MADRID, 30 (OTR/PRESS)

Casi un sesenta por ciento de suizos, consultados libre y democráticamente en las urnas, han dicho que no quieren que se instalen minaretes en las mezquitas y se ha organizado un bollo inmenso, desde los Verdes que quieren anular el resultado de la consulta, hasta la Conferencia Episcopal, que lamentó este alejamiento en el entendimiento de las religiones.

Según los Verdes, los suizos son listísimos cuando están contra la pena de muerte y aborrecen de sostener fuerzas armadas, pero se vuelven gilipollas cuando votan de una manera políticamente incorrecta, ciencia de la interpretación común a los verdes, a los rojos, a los blancos y a los negros, porque los políticos se ponen morados de aborrecer la realidad que les estropea la teoría, incluidos los marxistas.

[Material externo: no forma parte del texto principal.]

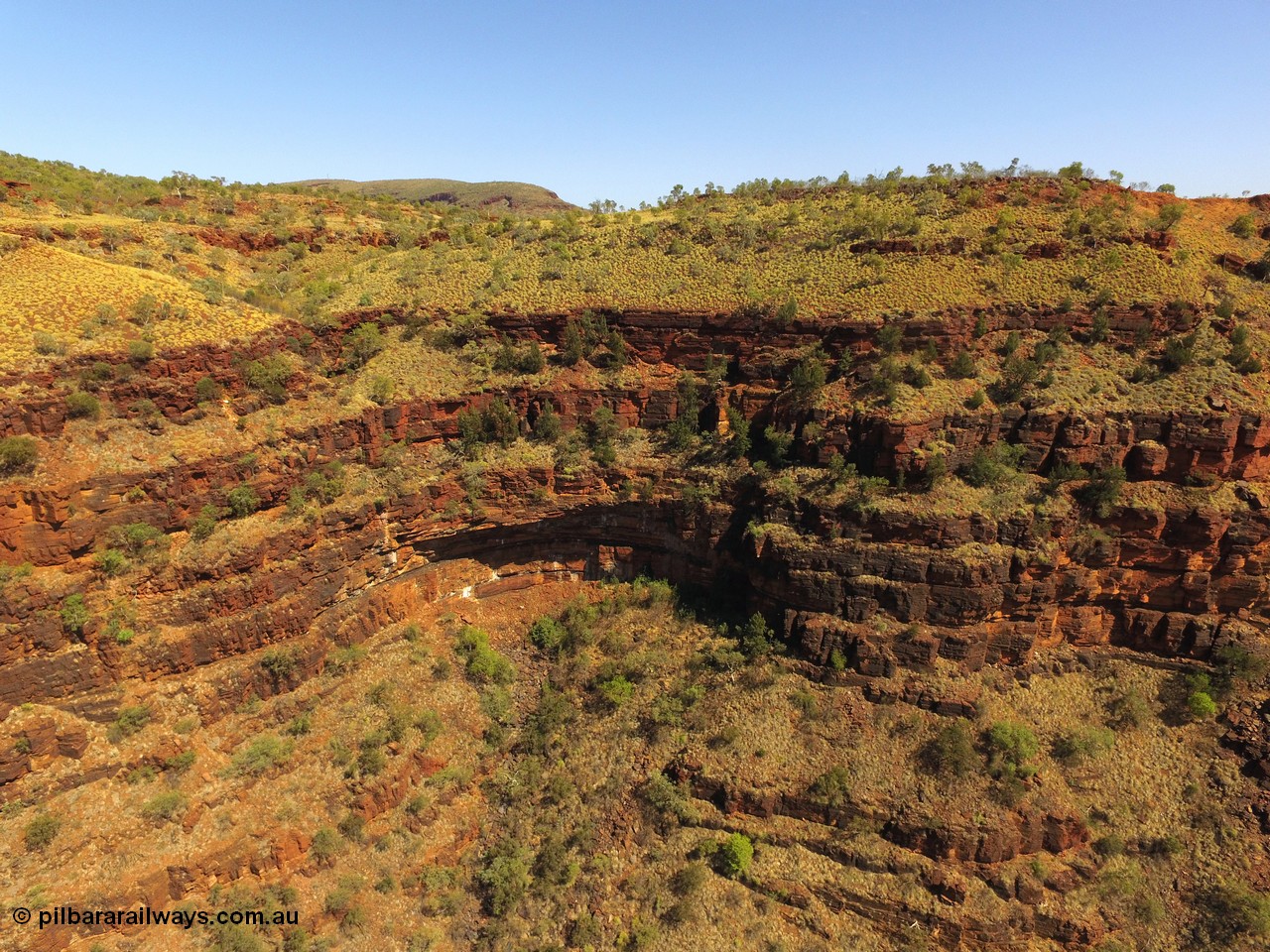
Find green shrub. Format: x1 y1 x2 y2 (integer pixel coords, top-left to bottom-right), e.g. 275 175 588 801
242 354 292 404
344 321 385 369
110 704 151 739
141 789 186 820
309 826 341 863
809 767 851 806
1110 688 1152 729
164 750 198 774
22 813 63 853
225 484 260 520
96 548 128 575
530 616 569 653
595 674 635 707
877 323 904 354
1053 727 1115 767
107 522 164 558
1093 833 1125 860
66 390 101 420
0 436 40 476
715 833 754 880
641 774 698 824
1195 884 1270 949
1187 690 1216 721
992 355 1040 404
949 350 979 380
790 350 828 409
458 400 521 448
1230 213 1257 237
1076 466 1125 518
231 734 295 775
922 718 983 776
457 625 516 684
260 648 299 684
534 400 564 443
194 377 225 404
984 721 1040 806
190 505 221 542
1161 332 1197 373
476 843 530 916
960 443 1028 486
61 593 92 635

En esta carrera para ver quién es más insensato en traducir los posos del café de las urnas no hay que perder de vista a los periódicos. «Tribune de Geneve», por ejemplo, se ha espantado del resultado, pero no por cuestiones éticas, filosóficas o intelectuales, sino porque teme «venganza y represalias», es decir que había que haber votado que sí, que pongan los minaretes en Suiza, no sea que estos islamistas se enfaden y pongan bombas, razonamiento mucho más insultante que el resultado electoral, y que, sin necesidad de ser un aventajado discípulo de Freud, indica lo que anida en nuestro subconsciente, a lo que no ayuda nada personajes que cualquier suizo corriente conoce como Ahmadineyad, que niega el Holocausto, y que ha dicho que el grito de Irán será siempre «Muerte a Israel» y su objetivo echar al mar a los judíos.

No parece que los Verdes de Suiza se hayan escandalizado nunca por estas declaraciones. Sin embargo, nos explican el acojonamiento de «Tribune de Geneve», aunque Ahmedineyad tendría que recorrer muchos kilómetros para echar a los suizos al mar.